The project was brought onto Kickstarter as an original 24-minute anime, with potential for future projects set within the Under the Dog universe if the campaign was successful. As part of the later project campaign, it received official endorsements by Hideo Kojima and CyberConnect2 CEO Hiroshi Matsuyama. The project successfully reached its minimum funding goal of $580,000 two days before the Kickstarter closed. At that time, the team were in talks with Netflix and Crunchyroll to distribute the anime worldwide. Their success also promoted the addition of stretch goals, including two prequels, a Los Angeles premier, and production shift to a feature film if funding reached $5.1 million. By the closing of its Kickstarter campaign, the project had raised $878,028. This funding, while sufficient to produce the original anime episode within a tight budget, was not enough to produce future installments in the series. The production costs ended up being higher than anticipated, but the team looked for means to fulfill all the project's initial goals and investor rewards.

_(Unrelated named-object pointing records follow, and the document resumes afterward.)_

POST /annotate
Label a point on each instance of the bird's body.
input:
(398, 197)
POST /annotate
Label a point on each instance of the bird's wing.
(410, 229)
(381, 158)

After the project was successfully funded, creative differences between Creative Intelligence Arts and Kinema Citrus over the following months concerning their visions for the project prompted the two to part ways in January 2015, with Kinema Citrus taking charge of production. After the split between the two companies, a new staff roster was created and production began in February 2015, which included new producers Kōji Morimoto and Yoshirō Kataoka. Andō and Ishii remained their respective roles. In addition, new staff included character designer and animation director Masahiro Sato, and new writers Yukinori Kitajima and Keigo Koyanagi. Upon being appointed, Morimoto's first task was to assess the anime's financial standing, finding that there was no funding set aside for operational costs, and that some of the rewards promised to backers were more costly than first estimated. To help with this, a new group called Mentat Studios LLC was formed to manage the publicity so the team could focus on animation. The anime was planned to be finished by the spring of 2016, with storyboarding projected to be completed by the summer of 2015 and voice acting by the winter of that year. A new trailer was released in September 2015, showcasing its projected release period. It featured settings and backdrops that were changed from the original reveal trailer to better suit Ishii's original vision. In April 2016, it was revealed on the official website that the anime will release on August 1, 2016, available to those who backed the Kickstarter project. In June 2017, the follow-up to DVD sendings and other support for Under the Dog rewards shipment and figurine refunds ended. The project started in October 2017 the funding for the next chapter.